No, wait there’s more. THEN he said, “I want you to play Mary.”
Ok. Sure.
Of course I said yes, because he’s my pastor. He’s a man of God and all that.
Perhaps later when I was trying on Mary costumes (drab… poor Mary) I started to think, “Really. ME? Perhaps there might be a better candidate out there?”
I am so not prepared.
But here’s the deal. I wonder all the time now, “How did she feel? How did she DO this? How did she?”
And then I realize. None of us is prepared.
God’s glory and love is so huge and astonishing, it should lay us out on our faces every day.
And also note: whenever my hubs and I get in a “discussion” now, I just look beatific and say, “Hey. Don’t mess with Jesus’s mom.”
I really enjoyed your style of writing. Found you through Five Minute Friday and I’m planning on sticking around. As someone who had her first baby at 32 I can’t fathom being 14 and God telling me that I would be the mother of Son of God.
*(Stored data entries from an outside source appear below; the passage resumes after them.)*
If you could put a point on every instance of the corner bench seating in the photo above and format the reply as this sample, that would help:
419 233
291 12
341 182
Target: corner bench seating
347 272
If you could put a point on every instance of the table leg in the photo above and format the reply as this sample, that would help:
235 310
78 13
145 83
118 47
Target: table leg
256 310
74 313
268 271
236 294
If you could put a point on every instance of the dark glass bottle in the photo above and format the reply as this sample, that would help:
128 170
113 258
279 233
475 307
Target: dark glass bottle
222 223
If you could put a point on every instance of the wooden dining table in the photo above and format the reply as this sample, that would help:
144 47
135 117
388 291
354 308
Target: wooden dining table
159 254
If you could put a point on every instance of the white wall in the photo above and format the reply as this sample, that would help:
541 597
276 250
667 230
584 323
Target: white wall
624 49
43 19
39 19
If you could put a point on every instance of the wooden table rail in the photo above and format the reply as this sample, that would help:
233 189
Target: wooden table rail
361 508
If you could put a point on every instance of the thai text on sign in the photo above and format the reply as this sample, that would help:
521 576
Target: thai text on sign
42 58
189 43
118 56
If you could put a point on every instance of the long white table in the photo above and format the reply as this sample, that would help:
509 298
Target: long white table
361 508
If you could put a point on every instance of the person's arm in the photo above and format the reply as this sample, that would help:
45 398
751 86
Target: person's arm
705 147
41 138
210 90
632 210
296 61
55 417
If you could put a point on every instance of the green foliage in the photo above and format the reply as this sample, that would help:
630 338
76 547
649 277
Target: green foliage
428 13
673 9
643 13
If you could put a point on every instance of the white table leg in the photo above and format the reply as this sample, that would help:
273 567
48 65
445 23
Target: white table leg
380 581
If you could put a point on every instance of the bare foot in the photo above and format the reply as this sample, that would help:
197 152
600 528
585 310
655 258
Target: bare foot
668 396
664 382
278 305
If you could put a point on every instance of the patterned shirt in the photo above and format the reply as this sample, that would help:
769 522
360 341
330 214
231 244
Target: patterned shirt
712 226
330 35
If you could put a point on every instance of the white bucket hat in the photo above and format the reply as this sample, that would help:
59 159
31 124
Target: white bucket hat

I KNOW. I feel so overwhelmed for her! At least I can channel my own overwhelmedness to help me “feel the part” i guess… 😉
Nice way to end an argument! LOL! #FortheWIN Praying for you as you prepare (ya see what I did there?) …I am sure it will be wonderful and wonder-filled! Merry Christmas!
I see what you did there!! 🙂 Thank you and prayers much appreciated.
Since my pastor’s first advent sermon (he’s really hitting the waiting hard this year), I cannot stop thinking of Mary. “Breath of Heaven” by Amy Grant has been perpetually stuck in my head. I never ever ever ever feel prepared for anything as a mom, but at least my husband and I were able to wait until we wanted to have children and make that choice, and at least I’m not the world’s only pregnant virgin. I can’t imagine how lonely that must’ve felt, how hard it must’ve been on both Joseph and Mary.
I have been listening to “Breath of Heaven” a lot. It is perfect. 🙂
“None of us is prepared.” Only by the grace of God go I! Seriously. I don’t even know how he landed me where I am. Without him, I would likely be dead. He prepares us for his work. Thanks for this! I love your humor and your truth woven together. Cheering you as you cheer about our Lord.
P.S. We need to see some Mary pics!
Thank you so much – I often feel overwhelmed with this… I love your encouragement!